How one physician is using Snapchat to disrupt medical education

Shafi Ahmed, MD, a U.K. colorectal surgeon affiliated with The Royal London Hospital and St. Bartholomew's Hospital, also in London, claims the photo-sharing app Snapchat and other types of digital technology and social media are poised to disrupt medical education and alter the way clinicians operate, according to Bloomberg.

In 2016, Dr. Ahmed performed one of the first virtual reality operations recorded and streamed live using immersive video. The procedure was viewed live by roughly 55,000 people in 142 countries and downloaded 200,000 times on YouTube, he told Bloomberg. The following year, Dr. Ahmed used Snapchat to broadcast a hernia operation, and the procedure was viewed more than 2 million times on the app and garnered 50 million Twitter posts. The use of such technologies can help physicians mentor their younger counterparts in a much more constructive fashion, he notes.

"Doctors do not need to feel out of their depth, and this technology will allow them to get help whenever required," said Dr. Ahmed. "We all need support and help when faced with a tricky situation."

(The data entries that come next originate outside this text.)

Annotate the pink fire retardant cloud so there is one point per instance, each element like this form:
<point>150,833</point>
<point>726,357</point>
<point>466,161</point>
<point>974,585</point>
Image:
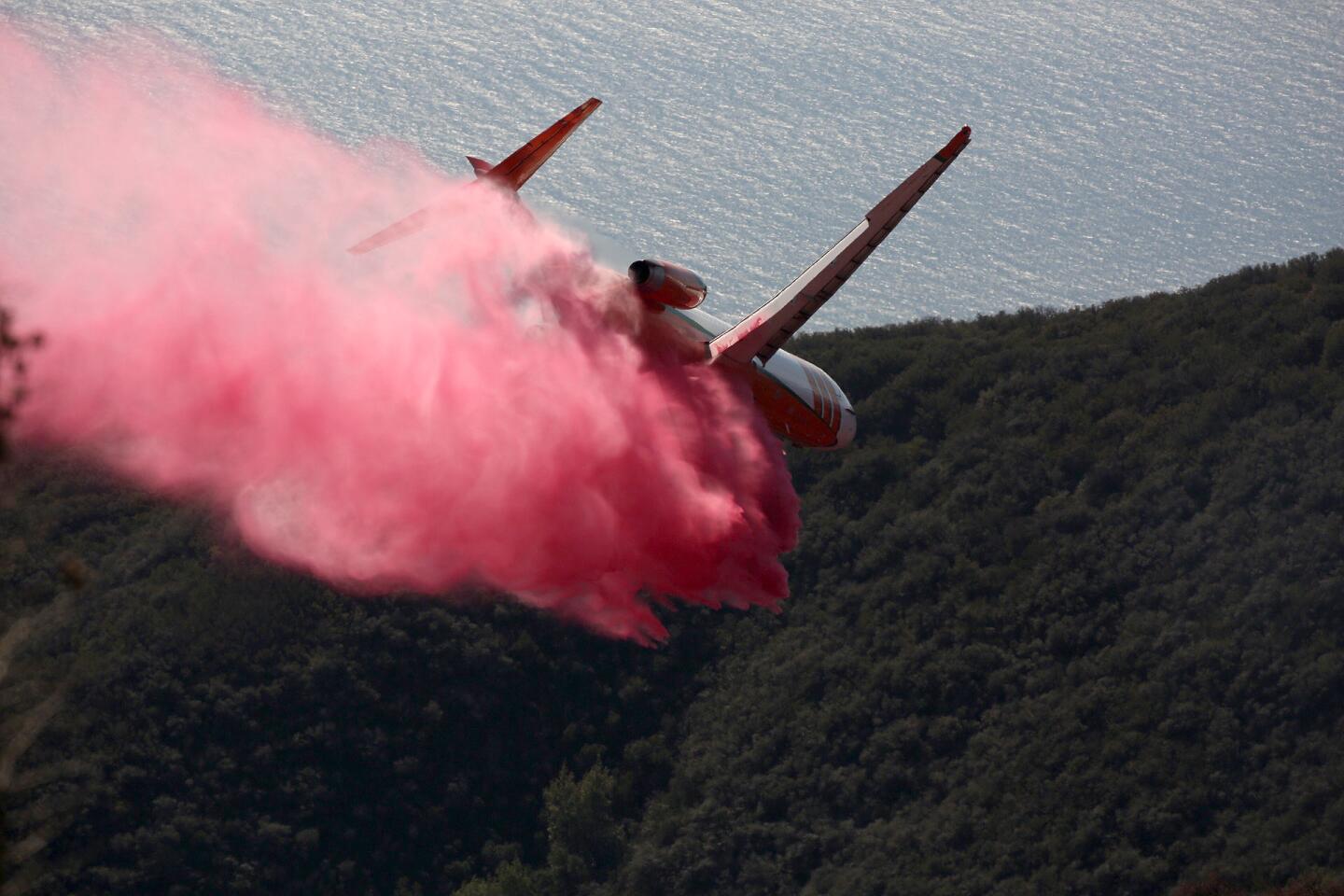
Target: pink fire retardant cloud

Marc Triola, MD, associate dean for educational informatics at New York City-based NYU Langone Health, told the publication incorporating new types of technology like Dr. Ahmed does is imperative for a field in need of disruption.

"Medical education is ripe for disruption. Cutting-edge technologies such as virtual and augmented reality may quickly become standard-of-care and mainstream," Dr. Triola said.

But the use immersive tech does more than just help train physicians, Dr. Ahmed told Bloomberg. It also helps promote transparency within the industry and demystifies surgery for the public.

"We have to challenge dogma and tradition in health," he said. "Unless you challenge, you will settle with mediocrity, stuck in the Dark Ages."